Darius est cité quatre fois dans la Recherche, dont trois fois à propos de son palais. La premier exemple décrit le visage de Nissim Bernard :
"un visage qui semblait rapporté du palais de Darius et reconstitué par Mme Dieulafoy, si, choisi par quelque amateur désireux de donner un couronnement oriental à cette figure de Suse, ce prénom de Nissim n'avait fait planer au-dessus d'elle les ailes de quelque taureau androcéphale de Khorsabad ".
Jane Dieulafoy était l'épouse de l'archéologue Marcel Dieulafoy ; elle était connue pour son goût pour les vêtements masculins. Archéologue elle-même, peintre et dessinatrice, elle a participé avec son mari à une exploration de la Perse en 1881-1882. Ils explorent Suse, mais aussi Persépolis dont ils ramènent pour la première fois des documents photographiques. Ils réalisent également des reconstructions et rapportent de nombreuses pièces archéologiques.
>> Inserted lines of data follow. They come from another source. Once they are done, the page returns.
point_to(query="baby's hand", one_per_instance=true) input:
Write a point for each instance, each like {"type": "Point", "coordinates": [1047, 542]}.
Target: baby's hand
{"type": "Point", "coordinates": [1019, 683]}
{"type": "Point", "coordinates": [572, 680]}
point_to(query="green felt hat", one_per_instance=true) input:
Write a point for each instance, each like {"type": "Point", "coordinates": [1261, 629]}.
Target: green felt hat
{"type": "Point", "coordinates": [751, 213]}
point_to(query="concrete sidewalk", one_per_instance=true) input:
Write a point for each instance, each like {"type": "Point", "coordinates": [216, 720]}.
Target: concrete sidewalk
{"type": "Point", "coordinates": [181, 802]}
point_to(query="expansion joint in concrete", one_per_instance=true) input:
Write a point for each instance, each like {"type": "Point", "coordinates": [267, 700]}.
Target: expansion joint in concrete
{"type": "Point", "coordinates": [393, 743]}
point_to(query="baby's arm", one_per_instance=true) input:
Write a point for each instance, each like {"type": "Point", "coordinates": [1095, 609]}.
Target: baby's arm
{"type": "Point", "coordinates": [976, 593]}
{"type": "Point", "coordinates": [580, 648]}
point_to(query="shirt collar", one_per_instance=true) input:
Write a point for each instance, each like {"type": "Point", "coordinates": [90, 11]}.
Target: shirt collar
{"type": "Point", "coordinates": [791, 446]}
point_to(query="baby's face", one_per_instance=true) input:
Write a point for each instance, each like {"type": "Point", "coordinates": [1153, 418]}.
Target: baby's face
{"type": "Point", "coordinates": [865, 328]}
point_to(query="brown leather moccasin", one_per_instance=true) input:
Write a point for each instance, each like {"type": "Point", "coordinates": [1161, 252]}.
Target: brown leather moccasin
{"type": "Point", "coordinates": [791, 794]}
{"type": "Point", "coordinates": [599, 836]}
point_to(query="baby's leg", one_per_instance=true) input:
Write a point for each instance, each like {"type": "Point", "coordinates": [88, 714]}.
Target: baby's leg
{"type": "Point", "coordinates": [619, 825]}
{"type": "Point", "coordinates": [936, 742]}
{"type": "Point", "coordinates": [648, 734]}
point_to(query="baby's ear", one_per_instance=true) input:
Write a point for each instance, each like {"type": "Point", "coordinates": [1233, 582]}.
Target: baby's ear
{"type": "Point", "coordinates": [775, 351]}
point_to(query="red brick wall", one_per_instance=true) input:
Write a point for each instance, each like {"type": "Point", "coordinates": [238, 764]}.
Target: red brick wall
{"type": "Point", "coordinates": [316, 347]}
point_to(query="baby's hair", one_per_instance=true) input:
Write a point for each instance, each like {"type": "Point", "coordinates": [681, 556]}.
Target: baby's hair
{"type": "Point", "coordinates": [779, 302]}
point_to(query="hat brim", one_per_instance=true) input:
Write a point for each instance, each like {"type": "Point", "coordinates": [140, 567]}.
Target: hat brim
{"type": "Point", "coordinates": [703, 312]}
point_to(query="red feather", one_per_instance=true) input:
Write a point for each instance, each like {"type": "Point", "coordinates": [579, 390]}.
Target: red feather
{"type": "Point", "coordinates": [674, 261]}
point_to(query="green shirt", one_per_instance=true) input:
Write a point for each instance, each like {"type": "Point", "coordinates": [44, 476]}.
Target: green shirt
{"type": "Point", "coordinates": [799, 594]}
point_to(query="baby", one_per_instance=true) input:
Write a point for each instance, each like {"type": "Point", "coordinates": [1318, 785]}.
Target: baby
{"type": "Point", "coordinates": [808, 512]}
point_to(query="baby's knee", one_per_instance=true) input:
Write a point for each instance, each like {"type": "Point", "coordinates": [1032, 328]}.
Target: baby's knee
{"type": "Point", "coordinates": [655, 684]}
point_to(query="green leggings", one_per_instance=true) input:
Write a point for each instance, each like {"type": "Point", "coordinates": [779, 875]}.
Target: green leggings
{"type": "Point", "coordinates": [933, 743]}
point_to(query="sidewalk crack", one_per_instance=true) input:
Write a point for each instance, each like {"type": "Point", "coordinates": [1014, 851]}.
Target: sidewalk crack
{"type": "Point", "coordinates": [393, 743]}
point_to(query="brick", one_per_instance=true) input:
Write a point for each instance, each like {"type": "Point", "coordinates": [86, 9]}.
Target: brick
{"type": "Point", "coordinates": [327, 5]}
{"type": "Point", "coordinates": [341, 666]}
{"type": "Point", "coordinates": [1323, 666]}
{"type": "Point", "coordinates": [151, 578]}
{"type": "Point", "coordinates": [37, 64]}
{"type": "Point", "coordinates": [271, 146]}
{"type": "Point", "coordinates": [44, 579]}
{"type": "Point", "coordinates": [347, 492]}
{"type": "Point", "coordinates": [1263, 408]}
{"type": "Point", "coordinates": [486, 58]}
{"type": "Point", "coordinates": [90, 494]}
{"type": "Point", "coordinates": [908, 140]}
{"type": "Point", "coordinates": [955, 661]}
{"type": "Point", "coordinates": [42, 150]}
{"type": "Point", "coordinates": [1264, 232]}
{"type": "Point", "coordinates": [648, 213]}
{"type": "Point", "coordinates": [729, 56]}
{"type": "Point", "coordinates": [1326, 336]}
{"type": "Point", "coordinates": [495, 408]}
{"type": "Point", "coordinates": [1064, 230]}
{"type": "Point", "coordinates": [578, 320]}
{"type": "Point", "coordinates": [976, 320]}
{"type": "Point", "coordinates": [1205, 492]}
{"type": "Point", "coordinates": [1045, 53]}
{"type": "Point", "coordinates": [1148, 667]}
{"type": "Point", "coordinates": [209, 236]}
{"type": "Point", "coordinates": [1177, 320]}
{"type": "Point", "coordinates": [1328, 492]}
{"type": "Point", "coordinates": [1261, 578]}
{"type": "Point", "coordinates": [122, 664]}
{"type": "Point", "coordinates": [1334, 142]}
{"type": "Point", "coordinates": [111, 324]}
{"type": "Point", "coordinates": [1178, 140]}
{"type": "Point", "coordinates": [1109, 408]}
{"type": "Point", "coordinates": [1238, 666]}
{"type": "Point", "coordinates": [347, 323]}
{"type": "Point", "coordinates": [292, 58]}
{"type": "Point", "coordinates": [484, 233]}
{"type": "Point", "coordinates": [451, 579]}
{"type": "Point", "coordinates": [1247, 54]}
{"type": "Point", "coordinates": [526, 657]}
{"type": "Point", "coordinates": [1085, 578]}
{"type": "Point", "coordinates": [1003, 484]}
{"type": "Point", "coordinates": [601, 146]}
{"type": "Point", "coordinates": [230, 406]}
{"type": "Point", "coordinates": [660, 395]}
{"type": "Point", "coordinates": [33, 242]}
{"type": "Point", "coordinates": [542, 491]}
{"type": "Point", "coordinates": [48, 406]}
Elle a raconté cette aventure dans La Perse, la Chaldée, la Susiane, Paris, Hachette, 1887. Le chapiteau de l'apadana de Suse visible au Louvre provient de la mission Dieulafoy, 1885-1886. Khorsabad est le siège du palais du roi assyrien Sargon II , et Proust a pu voir son taureau androcéphale au Louvre. A la mort de Sargon, la capitale fut délaissée au profit de Ninive. J'en conclu (comme Jacques Nathan, Citations références et allusions de Proust, 1953, p. 72 ) que Proust rapproche Darius et Sargon, associe Suse avec Khorsabad, et, par contagion, avec Ninive.
Voir une gravure de Jane Dieulafoy, Porte du palais de Suse dans Gallica :
http://gallica.bnf.fr/ark:/12148/bpt6k62128841/f415.item.r=darius.zoom
Le second exemple concerne Bloch, figure du Juif dans la Recherche:
toute pareille à celle des scribes assyriens peints en costume de cérémonie à la frise d'un monument de Suse qui défend les portes du palais de Darius.
J'ajoute que, quoique Proust cite Suse et non Persépolis, ce dernier site était considéré alors comme n'étant occupé que lors des cérémonies annuelles et rituelles du Nouvel an perse, à l'équinoxe de printemps :
Persépolis n’avait qu’une occupation annuelle et rituelle dédiée à la réception par le roi des tributs offerts par les nations assujetties de l’empire à l’occasion des cérémonies du nouvel an perse a longtemps prévalu. Je relie cette notion à celle des fêtes de confirmation du nouvel an pour le pharaon (cf. infra).
On sait aussi que Darius Ier affirmait tenir son pouvoir du dieu Ahura Mazda ; sur le cachet royal, le dieu apparaît en costume perse dans un globe ailé, symbolisant le ciel ou le soleil. Le même motif, qui porte le nom de Faravahar, est sculpté sur les frontons du palais à Persépolis. On retrouve ici le "pan lumineux", le globe solaire, la solarisation et divinisation du roi, qui lui confère l'éternité.
— ninitive : serait une coquille pour "ninivite", correcte dans l'édition de 1919. Cet adjectif signifie "relatif à Ninive", l'ancienne ville du nord de la Mésopotamie célèbre dans la Bible après que Jonas soit parvenu à la convertir. On ne lui connaît aucune spécialité gastronomique, aucune pâtisserie, et les termes "pâtisseries ninivite" évoquent en premier lieu les ziggourats, tour à étage, édifice religieux à degrés constitués de plusieurs terrasses supportant probablement un temple à son sommet". Ce qui nous ramène aux pyramides tronquées, aux escaliers menant à un temple, .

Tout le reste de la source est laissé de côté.